On the federal level, Social Security is the perfect example of what happens when fed.gov "sets aside" money for later use . . . yeah, not good.

From what the article said, it _sounds as though_ the money would be taken out and actually deposited in a real, separate account in the service member's name, just like the TSP does now. This _ might_ work, but in order for this to work, they have to be counting on the average 18-year-old recruit planning for their retirement in 40 years.

Again, it _might_ work, but any person who is inclined to look that far into the future is smart enough to realize that the whole deposit-it-into-an-account-in-your-name thing might cahnge, too.


----------



## stamphappy (Jul 29, 2010)

Catalytic:

DH is to retire 12May with 20 years is that correct? If so, if I read it correctly, he won't be affected. If you're at 20 years, you'll get the same retirement we have now. If you're at 15 years and still have 5 to go then:

*15 years of service. Troops would immediately begin accruing new benefits in a TSP account. If they remained in service for five more years, they would receive three-fourths of the &#8220;old plan benefit,&#8221; about 37.5 percent of their pay at retirement, as an annuity.

* 20 years and beyond. Troops who stayed in past 20 years would continue to receive annual TSP contributions.

So I think he'd be okay. And remember, Congress still also has to vote on it. 

And by the way, how is Congress changing THEIR retirement and benefits to help save money???


----------



## Catalytic (Sep 15, 2010)

stamphappy said:


> Catalytic:
> 
> DH is to retire 12May with 20 years is that correct? If so, if I read it correctly, he won't be affected. If you're at 20 years, you'll get the same retirement we have now. If you're at 15 years and still have 5 to go then:
> 
> ...


DH is to retire May 1, 2012. I may be misunderstanding the article, but this is what I interpret it to say:

(Figures are not exactly accurate, but they are close, I'm using easy numbers for the comparison)

Right now, DH is entitled to 50% of his base pay, paid monthly, starting immediately upon retirement, he will be almost 46.

Currently, base pay is $5000/month, 50% of that is $2500/month.

According to that article, he will no longer be entitled to 50%, but only 37.5%, paid annually into TSP. Mind you, we cannot withdraw from TSP until DH is 59.5, which is 14 years from now.

$2500/mo times 12 months is $30,000/annually

37.5% of $5000 is $1875, a $625/month difference. Mind you, that's more than my truck payment!

$1875 times 12 is $22,500, again, deposited ANNUALLY (ie: the gov't gets the interest on that for 12 months!), and we can't touch it for 15 years. *We cannot even borrow from TSP after retirement.*

That is $7500 LESS per year that the gov't pays, but it is $30,000 per year *I* live without for 15 years.

We bought a house one year ago this month. We did not go anywhere near what we were approved/qualified for, we made darn sure to stay low for one reason: we wanted his retirement pay to cover the house payment, water, electric, and the truck payment. We quickly figured out that it would not cover all of that, because we were completely unprepared for the electric to be as high as it is, but as it stands right now, his retirement pay will cover (after taxes) the house, water, and truck payments, along with the Tricare co-pay.

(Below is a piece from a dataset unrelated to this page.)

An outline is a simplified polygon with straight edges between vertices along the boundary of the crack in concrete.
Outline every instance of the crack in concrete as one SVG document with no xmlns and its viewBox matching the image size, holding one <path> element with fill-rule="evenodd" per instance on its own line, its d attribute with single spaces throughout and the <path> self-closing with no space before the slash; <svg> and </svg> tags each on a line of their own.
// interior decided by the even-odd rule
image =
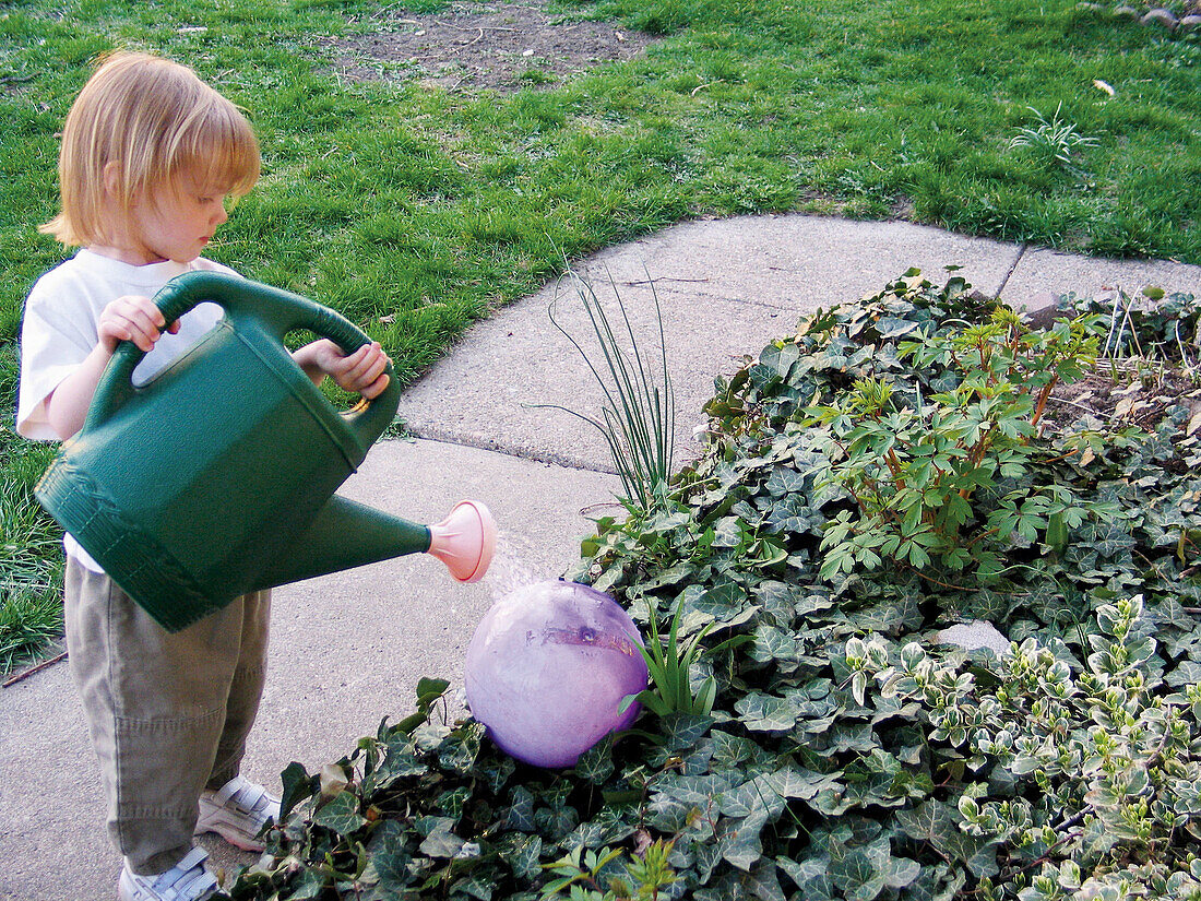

We PLANNED for this because we counted on retirement pay, and it made a difference on where we wanted to retire. We purposely retired in a low-pay area to be near aging family members, and counted on being able to make it because we KNEW retirement would cover the major necessary expenses. NEVER has something like this been brought up before, EVERY retirement plan change in the past has included either a grandfather clause, or allowed the soldier to choose between the old and new plans.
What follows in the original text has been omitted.